Freitag, 02. Dezember 2016


Sonnenschein - Gesundbrunnen oder Risikofaktor?

lieber Gott, lass' die Sonne wieder scheinen...

(lifePR) (Düsseldorf, ) endlich haben sich die Wolken, die grauen, verzogen und ein frühlingsblauer Himmel lockt Große und Kleine ins Freie, um die wärmende und strahlende Kraft der Sonne zu genießen. Gleichzeitig mit der aufgehenden Sonne erheben sich aber auch kritische Stimmen.

Lautstark geht der dringende Appell an alle Sonnenanbeter, sich sofort beim Verlassen der häuslichen vier Wände mit ausreichend Sonnencreme, möglichst Lichtschutzfaktor 25, zu schützen. Grund ist die UV-Strahlung, die einen bedeutenden Risikofaktor für Hautkrebs darstellt.

Auf der anderen Seite leiden nach Untersuchungen des Robert-Koch-Instituts und des Max-Rubner-Instituts* mehr als die Hälfte der deutschen Bevölkerung unter einem Mangel an Vitamin D. Dieser aber geht einher mit folgenschweren Risiken für die Gesundheit. Unter einem Vitamin-D-Mangel erhöht sich das Risiko für Herz-Kreislauf-, etliche Infektions-, Autoimmun- und Krebserkrankungen.

Unser Körper benötigt Sonne direkt auf der Haut, um Vitamin D bilden zu können.
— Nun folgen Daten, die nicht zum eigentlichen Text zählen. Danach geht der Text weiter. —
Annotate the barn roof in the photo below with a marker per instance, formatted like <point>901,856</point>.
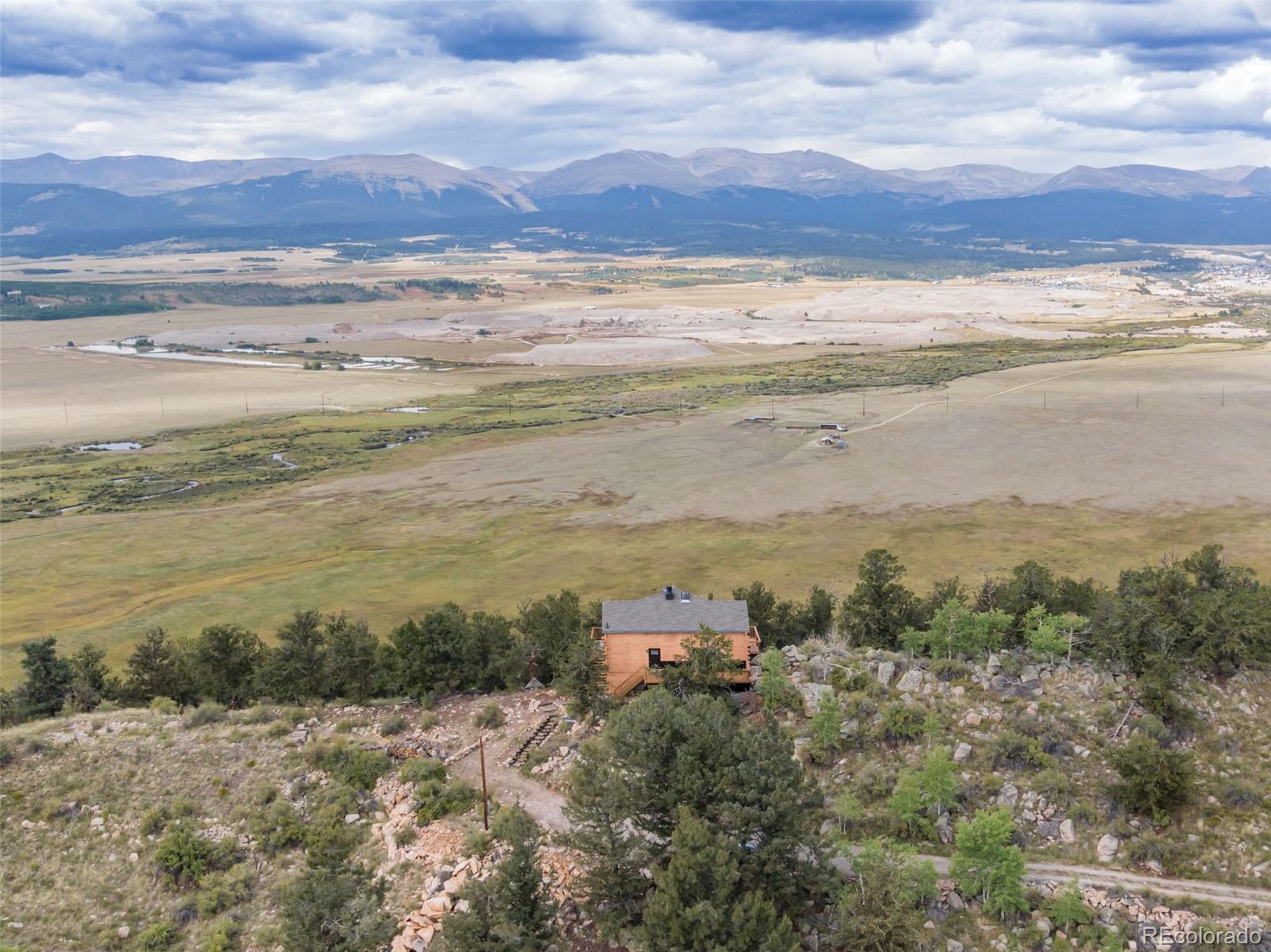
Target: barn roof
<point>682,613</point>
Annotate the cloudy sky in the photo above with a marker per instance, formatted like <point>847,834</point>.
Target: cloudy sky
<point>1039,86</point>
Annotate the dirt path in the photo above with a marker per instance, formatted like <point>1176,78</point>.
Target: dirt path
<point>506,784</point>
<point>547,806</point>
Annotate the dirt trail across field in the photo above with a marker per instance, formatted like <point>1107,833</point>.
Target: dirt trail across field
<point>506,784</point>
<point>1125,434</point>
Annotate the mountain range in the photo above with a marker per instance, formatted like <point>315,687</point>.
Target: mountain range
<point>48,196</point>
<point>800,172</point>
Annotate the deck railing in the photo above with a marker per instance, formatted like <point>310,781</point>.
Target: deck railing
<point>631,683</point>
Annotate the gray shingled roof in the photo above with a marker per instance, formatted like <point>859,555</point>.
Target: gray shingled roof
<point>659,614</point>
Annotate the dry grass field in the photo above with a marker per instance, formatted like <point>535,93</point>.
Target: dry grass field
<point>1091,465</point>
<point>987,478</point>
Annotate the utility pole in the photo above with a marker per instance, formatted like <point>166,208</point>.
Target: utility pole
<point>485,796</point>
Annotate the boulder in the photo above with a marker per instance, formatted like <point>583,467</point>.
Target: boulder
<point>813,696</point>
<point>945,827</point>
<point>1067,831</point>
<point>910,681</point>
<point>1107,848</point>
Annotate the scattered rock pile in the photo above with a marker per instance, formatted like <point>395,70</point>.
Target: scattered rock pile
<point>561,869</point>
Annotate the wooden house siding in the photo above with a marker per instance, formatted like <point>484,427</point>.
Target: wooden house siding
<point>627,653</point>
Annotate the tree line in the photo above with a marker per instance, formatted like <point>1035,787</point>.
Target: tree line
<point>1199,611</point>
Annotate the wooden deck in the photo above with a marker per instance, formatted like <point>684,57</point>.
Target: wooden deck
<point>645,676</point>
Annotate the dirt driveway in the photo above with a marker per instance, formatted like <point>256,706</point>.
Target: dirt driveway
<point>506,784</point>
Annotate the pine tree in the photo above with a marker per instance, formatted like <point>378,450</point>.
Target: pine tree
<point>334,909</point>
<point>1154,780</point>
<point>828,723</point>
<point>158,670</point>
<point>222,662</point>
<point>296,669</point>
<point>597,810</point>
<point>775,685</point>
<point>756,927</point>
<point>476,929</point>
<point>512,910</point>
<point>987,865</point>
<point>353,660</point>
<point>707,661</point>
<point>883,910</point>
<point>690,910</point>
<point>527,909</point>
<point>48,678</point>
<point>880,607</point>
<point>91,679</point>
<point>584,679</point>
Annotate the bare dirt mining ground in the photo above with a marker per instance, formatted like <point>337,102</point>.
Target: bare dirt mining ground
<point>1134,433</point>
<point>542,322</point>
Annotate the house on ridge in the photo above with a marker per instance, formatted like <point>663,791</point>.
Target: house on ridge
<point>642,637</point>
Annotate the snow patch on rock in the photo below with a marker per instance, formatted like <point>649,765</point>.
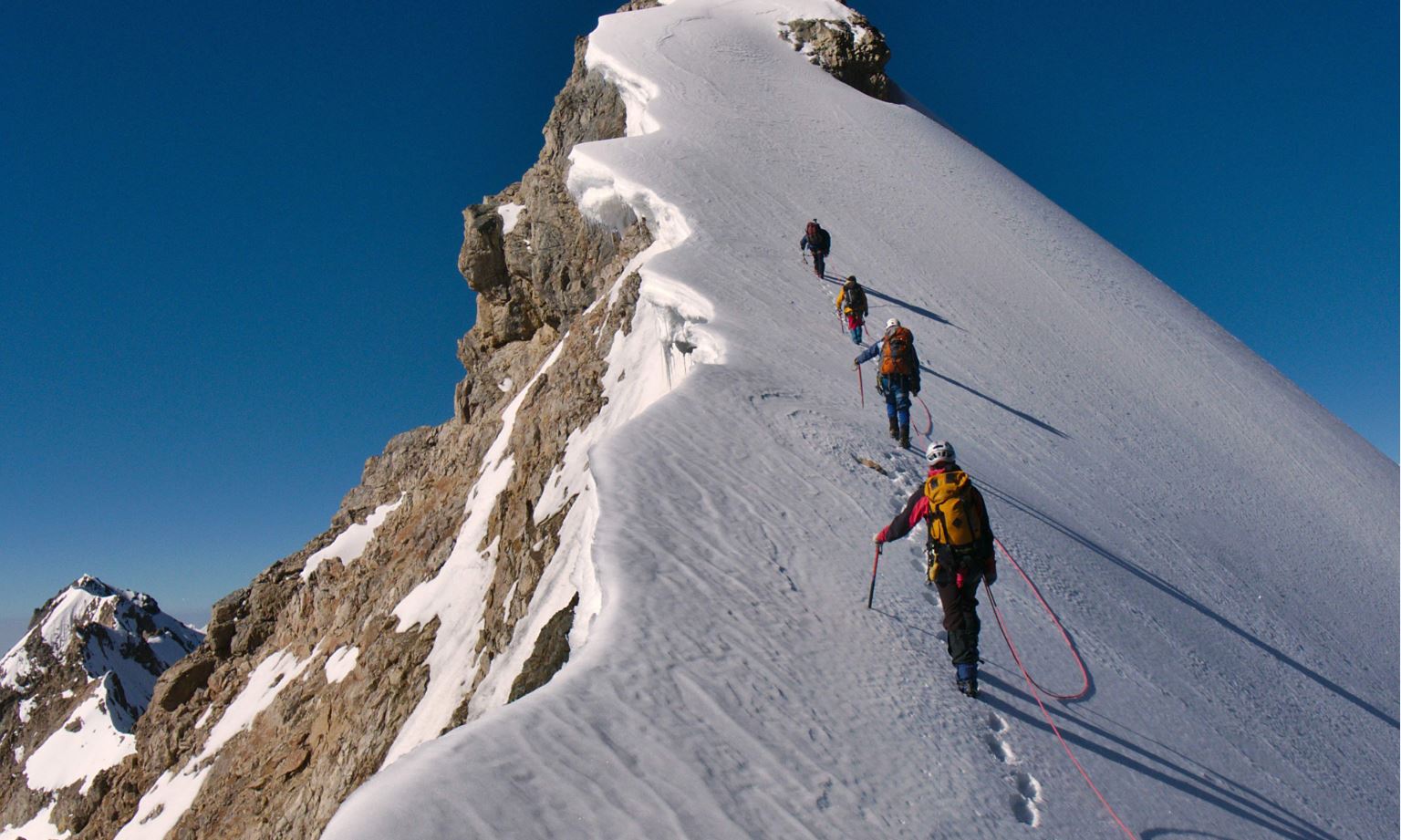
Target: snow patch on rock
<point>457,594</point>
<point>175,790</point>
<point>352,542</point>
<point>341,664</point>
<point>510,213</point>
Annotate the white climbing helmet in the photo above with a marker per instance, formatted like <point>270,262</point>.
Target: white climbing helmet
<point>939,452</point>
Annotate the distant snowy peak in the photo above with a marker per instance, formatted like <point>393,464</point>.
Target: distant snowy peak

Bleibt der Kontakt mit der Sonne aus, entsteht Vitamin-D-Mangel. Das passiert oft in den Wintermonaten, weil die Sonne fehlt oder man sich nicht im Freien aufhält - und eben auch im Frühjahr und Sommer, wenn die Haut unter einer Sonnencreme keine Möglichkeit hat, Sonne zu tanken.

*Ausgewählte Fragen und Antworten zu Vitamin D
Gemeinsame FAQ des BfR, der DGE und des MRI vom 22. Oktober 2012


Um Ihnen eine Abwägung zwischen den positiven und negativen Effekten im gesundheitsbewussten Umgang mit der Sonne und dem Sonnenschutz zu ermöglichen, haben wir Herrn Prof. Dr. med. Jörg Spitz, Experte zum Thema Vitamin D um den u.a. Kurz-Kommentar zur Nutzung von Sonnenschutzmitteln gebeten.

Wenn Sie darüber hinaus mehr rund um das Thema "Sonnenhormon" wissen und erfahren möchten, laden wir Sie herzlich ein, den am kommenden Wochenende (18./19. April) in Frankfurt stattfindenden "Kongress für menschliche Medizin - Update 2015" zu besuchen. Dort stehen Ihnen ausgewiesene Experten, u.a. Herr Prof. Spitz und Uwe Gröber mit einem breiten Spektrum von hochinteressanten Vorträgen zur Verfügung. Einzelheiten zum Programm finden Sie auf der Webseite der Akademie für menschliche Medizin: www.spitzen-praevention.com.

Prof. Dr. med. Jörg Spitz

Akademie für menschliche Medizin und evolutionäre Gesundheit durch Spitzen-Prävention
Krauskopfallee 27, 65388 Schlangenbad, Tel: 06129-5029986
Fax: 06129-5029985 E-Mail: info@mip-spitz.de
Internet: www.spitzen-praevention.com; Stiftung: www.dsgip.de

Kommentar zur konsequenten Nutzung von Sonnenschutzmitteln.

Wer den Empfehlungen der Kosmetikindustrie folgt und sich ausschließlich mit einem UV-Blocker auf der Haut dem Sonnenlicht aussetzt, blockt damit auch die seit Millionen von Jahren funktionierende Synthese des Sonnenhormons Vitamin D in unserer Haut.

Der überwiegende Aufenthalt des Menschen in Gebäuden und Fahrzeugen in Verbindung mit der Verwendung von Sonnenblockern in der kurzen Zeit, die wir noch im Freien verbringen, hat zu einem Mangel an Sonnenhormon in weiten Teilen der Bevölkerung geführt. Da alle Zellen im Körper dieses Hormon für eine regelrechte Funktion benötigen, kommt es infolge des weit verbreiteten Mangels zu einer Verstärkung praktisch aller Zivilisationskrankheiten: von der Depression über Diabetes und Bluthochdruck bis hin zu Autoimmunerkrankungen und Krebs. Ein im wahrsten Sinn des Wortes düsteres und folgenschweres Kapitel unserer Zivilisation. Die Bedeutung von Vitamin D für unsere Gesundheit wird durch mehr als 20 000 wissenschaftliche Publikationen unterstrichen.